El guardameta Kim Seung-Gyu vive horas complicadas tras revelarse que decidió perderse el nacimiento de su primera hija para mantenerse concentrado con su selección en el Mundial 2026, una decisión que hoy genera debate entre aficionados y medios deportivos.

El arquero surcoreano apostó por quedarse con el equipo y disputar el duelo clave ante la selección de México, confiando en aportar seguridad bajo los tres postes. Sin embargo, el partido terminó siendo una noche amarga tanto en lo personal como en lo profesional.

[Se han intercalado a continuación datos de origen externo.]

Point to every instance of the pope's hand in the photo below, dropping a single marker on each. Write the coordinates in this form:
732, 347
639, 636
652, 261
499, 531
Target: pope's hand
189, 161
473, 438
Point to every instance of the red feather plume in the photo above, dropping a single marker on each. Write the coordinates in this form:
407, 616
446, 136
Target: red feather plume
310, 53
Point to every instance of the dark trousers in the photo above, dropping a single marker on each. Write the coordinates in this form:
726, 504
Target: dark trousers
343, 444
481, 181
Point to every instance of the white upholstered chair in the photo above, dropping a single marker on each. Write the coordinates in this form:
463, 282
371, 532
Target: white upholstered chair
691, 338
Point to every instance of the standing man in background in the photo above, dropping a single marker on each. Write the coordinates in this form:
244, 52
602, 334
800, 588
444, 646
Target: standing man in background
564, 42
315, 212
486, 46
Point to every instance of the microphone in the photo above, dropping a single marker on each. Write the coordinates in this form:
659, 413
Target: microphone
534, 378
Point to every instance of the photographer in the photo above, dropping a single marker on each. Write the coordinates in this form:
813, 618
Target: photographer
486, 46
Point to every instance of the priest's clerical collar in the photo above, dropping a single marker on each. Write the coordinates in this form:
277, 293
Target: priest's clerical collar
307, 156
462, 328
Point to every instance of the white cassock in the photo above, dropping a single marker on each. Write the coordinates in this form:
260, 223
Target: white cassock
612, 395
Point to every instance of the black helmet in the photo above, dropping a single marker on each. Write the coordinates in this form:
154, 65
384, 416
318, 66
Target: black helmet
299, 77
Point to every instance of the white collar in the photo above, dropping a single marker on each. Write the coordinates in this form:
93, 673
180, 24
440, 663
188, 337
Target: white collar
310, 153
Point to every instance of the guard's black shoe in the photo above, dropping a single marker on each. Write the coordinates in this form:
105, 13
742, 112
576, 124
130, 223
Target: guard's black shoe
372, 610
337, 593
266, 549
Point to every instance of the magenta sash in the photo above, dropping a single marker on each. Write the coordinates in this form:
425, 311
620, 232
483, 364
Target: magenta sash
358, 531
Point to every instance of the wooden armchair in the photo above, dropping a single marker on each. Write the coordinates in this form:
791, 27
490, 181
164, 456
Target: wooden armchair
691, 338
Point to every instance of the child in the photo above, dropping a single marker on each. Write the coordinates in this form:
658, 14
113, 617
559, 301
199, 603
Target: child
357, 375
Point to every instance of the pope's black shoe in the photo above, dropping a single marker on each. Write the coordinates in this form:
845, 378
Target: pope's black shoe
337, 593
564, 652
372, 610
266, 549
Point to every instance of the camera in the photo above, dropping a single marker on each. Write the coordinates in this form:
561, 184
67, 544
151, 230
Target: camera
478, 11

Durante el encuentro de ayer, un error en la salida del portero terminó marcando el rumbo del partido, permitiendo a México aprovechar la desatención y concretar el gol que significó la derrota para Corea del Sur por la mínima diferencia, complicando seriamente sus aspiraciones en la fase de grupos.

La situación rápidamente encendió las redes sociales, donde muchos aficionados cuestionaron si la presión emocional por haberse perdido un momento tan importante como el nacimiento de su hija pudo influir directamente en su rendimiento dentro del campo.

Ahora, mientras Corea del Sur prepara su siguiente compromiso en busca de mantenerse con vida en la Copa del Mundo, la historia del arquero se ha convertido en uno de los relatos más comentados del torneo: el sacrificio de dejar a su familia por representar a su país, y el peso que esa decisión pudo tener en el momento más crucial.